食品の値上げが相次いでいる。9月には、「しょうゆ」や「めんつゆ」といった調味料、冷凍食品など4923品目が値上げされ、今年最大の値上げラッシュとなった。
こうした中、家計を守るための様々な工夫と、お得に買える食材の選び方が注目されている。高知市にある「エースワン新本町店」を取材し、賢い買い物のヒントを探った。
天候の影響で高止まりする野菜
野菜では、特にトマトやキュウリの高値が続いているという。
担当の寺村さんによると、「品目によって差はあるが、入荷量や相場が安定しにくい状況が続いている」とのことだ。取材した9月1日にはキュウリは3本入りで257円、トマトは2玉で322円だった。
狙い目は地元産の夏野菜
しかし、すべての野菜が高騰しているわけではない。賢く選べば、手頃な価格で新鮮な野菜を楽しむことができる。

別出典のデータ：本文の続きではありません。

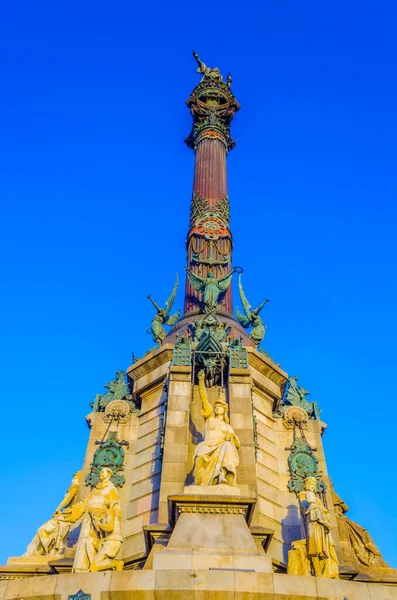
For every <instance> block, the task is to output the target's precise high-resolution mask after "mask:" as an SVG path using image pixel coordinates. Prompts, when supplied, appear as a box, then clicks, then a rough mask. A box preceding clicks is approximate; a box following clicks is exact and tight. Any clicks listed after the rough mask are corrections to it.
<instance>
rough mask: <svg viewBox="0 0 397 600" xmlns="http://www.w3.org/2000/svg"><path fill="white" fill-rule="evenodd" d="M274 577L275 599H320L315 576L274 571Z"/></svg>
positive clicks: (274, 588)
mask: <svg viewBox="0 0 397 600" xmlns="http://www.w3.org/2000/svg"><path fill="white" fill-rule="evenodd" d="M273 578H274V600H295V599H296V600H299V599H300V598H302V599H303V598H304V599H305V600H319V599H318V595H317V585H316V578H315V577H300V576H298V575H283V574H279V573H274V575H273ZM321 600H323V599H322V598H321ZM324 600H325V599H324Z"/></svg>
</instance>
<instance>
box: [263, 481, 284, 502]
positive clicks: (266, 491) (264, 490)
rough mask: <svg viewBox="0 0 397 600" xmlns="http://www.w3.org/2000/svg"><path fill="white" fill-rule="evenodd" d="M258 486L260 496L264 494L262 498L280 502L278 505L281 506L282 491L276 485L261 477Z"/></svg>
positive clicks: (266, 499) (270, 501)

寺村さんがおすすめするのは、ナスやピーマン、オクラといった夏野菜だ。9月1日にはナスは3本入りで171円、ピーマンは1袋138円だった。
シーズンを迎え、高知県産など地元の野菜が多く入荷しているため、比較的価格が安定しているという。
お肉の高騰と消費者の切実な声
肉は種類によっては高止まりしているものも。原油高に伴う包装資材の高騰などを背景に、鶏肉や国産豚肉が高くなっているという。買い物客からは、日々のやりくりに苦労する声が聞かれた。
ある買い物客は「トマトが好きなので食べたいけれど、ちょっと抑えている。普段なら1個使うところを、大きめを選んで半分にしている」と切実な思いを語った。
お店も奮闘!企業努力でお手頃価格を維持
物価高が続く中、店側も価格を抑える工夫を続けている。エースワン新本町店では総菜の製造や仕入れに工夫をし、価格を抑える取り組みを続けている。
パンコーナーの注目は、手のひらサイズのハンバーガー。なんと100円という安さだ。さらに、お弁当も299円から399円と手に取りやすい価格で用意されている。
柳瀬和広店長は、「物価高だからこそ、お客さまが毎日安心して買える価格の商品を一つでも多く残していきたい」と語る。
今後の価格については、天候や産地の出荷状況によって変動する可能性があるという。価格が安定した食材を見極め、お得な商品を上手に選ぶことが、これからの家計を守る大切なポイントになるだろう。